Early Diagnosis

Parkinson’s disease is a degenerative condition, one which causes the deterioration of individuals' motor functions.

Unfortunately, current methods of diagnosis are based on a system of elimination, as Parkinson’s tends to mimic symptoms of other neurological disorders. Not only is this process time consuming, patients also face the risk of misdiagnosis and delayed treatment—a delayed treatment that may very well lead to the death of a number of brain cells.

Now, a group of researchers from La Trobe University are claiming to have developed the world’s first blood test that allows them to immediately detect the abnormal metabolism of blood cells in patients suffering from Parkinson’s.

The test has, so far, been trialled on a modest test group of 38 individuals—29 of which had Parkinson’s—with the test successfully identifying the hyperactive mitochondria of those who had the disease.

La Trobe's Professor Paul Fisher, Dr Sarah Annesley and Dr Danuta Loesch-Mdzewska. Image Credit: La Trobe

5 Years

The team believes that, with sufficient funding for its development, the test could be available to the public in just five years, which could make a world of difference for Parkinson’s disease patients.

Indeed, often, patients are only diagnosed after they have already developed symptoms, which means brain cells have already been destroyed. This could change all that.

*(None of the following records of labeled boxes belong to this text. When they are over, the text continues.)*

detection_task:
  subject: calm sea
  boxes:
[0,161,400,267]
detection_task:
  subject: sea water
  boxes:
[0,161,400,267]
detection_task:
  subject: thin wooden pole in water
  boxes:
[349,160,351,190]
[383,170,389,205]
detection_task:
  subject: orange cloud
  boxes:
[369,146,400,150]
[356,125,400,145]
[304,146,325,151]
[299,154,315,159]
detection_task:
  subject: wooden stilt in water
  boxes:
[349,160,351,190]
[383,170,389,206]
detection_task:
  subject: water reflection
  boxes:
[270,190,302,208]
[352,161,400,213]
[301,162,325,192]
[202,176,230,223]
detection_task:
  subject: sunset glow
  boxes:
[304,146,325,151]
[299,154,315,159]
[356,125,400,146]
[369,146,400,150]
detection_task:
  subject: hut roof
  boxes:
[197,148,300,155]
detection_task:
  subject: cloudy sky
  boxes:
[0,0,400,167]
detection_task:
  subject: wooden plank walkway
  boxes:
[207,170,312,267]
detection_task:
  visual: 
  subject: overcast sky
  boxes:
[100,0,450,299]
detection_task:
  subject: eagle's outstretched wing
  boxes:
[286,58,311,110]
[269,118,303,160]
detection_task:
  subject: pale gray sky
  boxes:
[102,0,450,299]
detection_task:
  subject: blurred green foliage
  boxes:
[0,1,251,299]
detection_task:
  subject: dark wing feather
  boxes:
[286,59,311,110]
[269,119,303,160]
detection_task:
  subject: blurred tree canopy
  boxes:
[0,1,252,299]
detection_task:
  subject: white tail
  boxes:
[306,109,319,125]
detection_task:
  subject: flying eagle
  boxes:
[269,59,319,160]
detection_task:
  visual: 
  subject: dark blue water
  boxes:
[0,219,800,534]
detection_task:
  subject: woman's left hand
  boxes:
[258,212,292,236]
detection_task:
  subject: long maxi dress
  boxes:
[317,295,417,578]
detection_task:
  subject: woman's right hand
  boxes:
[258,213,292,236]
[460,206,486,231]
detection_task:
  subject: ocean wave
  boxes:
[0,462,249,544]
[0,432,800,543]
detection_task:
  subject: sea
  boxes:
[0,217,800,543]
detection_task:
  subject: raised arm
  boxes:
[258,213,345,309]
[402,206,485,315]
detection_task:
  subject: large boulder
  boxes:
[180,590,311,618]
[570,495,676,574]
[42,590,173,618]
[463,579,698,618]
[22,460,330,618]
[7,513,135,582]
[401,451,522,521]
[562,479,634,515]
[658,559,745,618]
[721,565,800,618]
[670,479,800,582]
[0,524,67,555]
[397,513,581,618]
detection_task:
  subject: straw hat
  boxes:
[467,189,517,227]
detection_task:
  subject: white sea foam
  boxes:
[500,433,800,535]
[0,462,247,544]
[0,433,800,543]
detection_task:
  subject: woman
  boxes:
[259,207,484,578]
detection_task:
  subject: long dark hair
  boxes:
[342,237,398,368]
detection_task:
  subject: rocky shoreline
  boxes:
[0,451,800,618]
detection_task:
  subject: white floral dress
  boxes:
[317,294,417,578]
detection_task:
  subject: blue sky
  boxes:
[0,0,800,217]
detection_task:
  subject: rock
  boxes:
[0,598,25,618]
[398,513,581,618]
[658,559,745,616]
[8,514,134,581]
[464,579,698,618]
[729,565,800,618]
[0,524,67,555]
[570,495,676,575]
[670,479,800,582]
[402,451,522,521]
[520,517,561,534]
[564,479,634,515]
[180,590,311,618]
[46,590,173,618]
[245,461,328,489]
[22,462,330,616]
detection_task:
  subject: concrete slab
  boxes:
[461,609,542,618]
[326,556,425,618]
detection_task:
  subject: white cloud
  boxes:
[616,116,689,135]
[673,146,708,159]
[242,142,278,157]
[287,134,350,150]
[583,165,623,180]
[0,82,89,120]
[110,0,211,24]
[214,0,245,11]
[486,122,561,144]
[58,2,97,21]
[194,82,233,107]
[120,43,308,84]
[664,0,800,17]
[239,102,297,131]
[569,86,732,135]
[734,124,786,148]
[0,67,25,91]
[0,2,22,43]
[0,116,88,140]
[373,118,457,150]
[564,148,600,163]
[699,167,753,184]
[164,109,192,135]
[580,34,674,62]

Notably, there is no cure for the disease, and to that end, early diagnosis is the key to ensuring patients' longevity, as they can immediately begin medication and physiotherapy in an effort to slow down the deterioration of motor functions and attempt to slow the damage done to brain cells. 

Because of limited funding, the researchers have yet to test whether this hyperactivity is exclusive to Parkinson’s patients or if the same abnormality is present in patients who suffer from other neurological disorders. But funding from the Michael J Fox Foundation for Parkinson’s Research, as well as its funding partner, the Shake It Up Australia Foundation, has already been provided to further develop the blood test.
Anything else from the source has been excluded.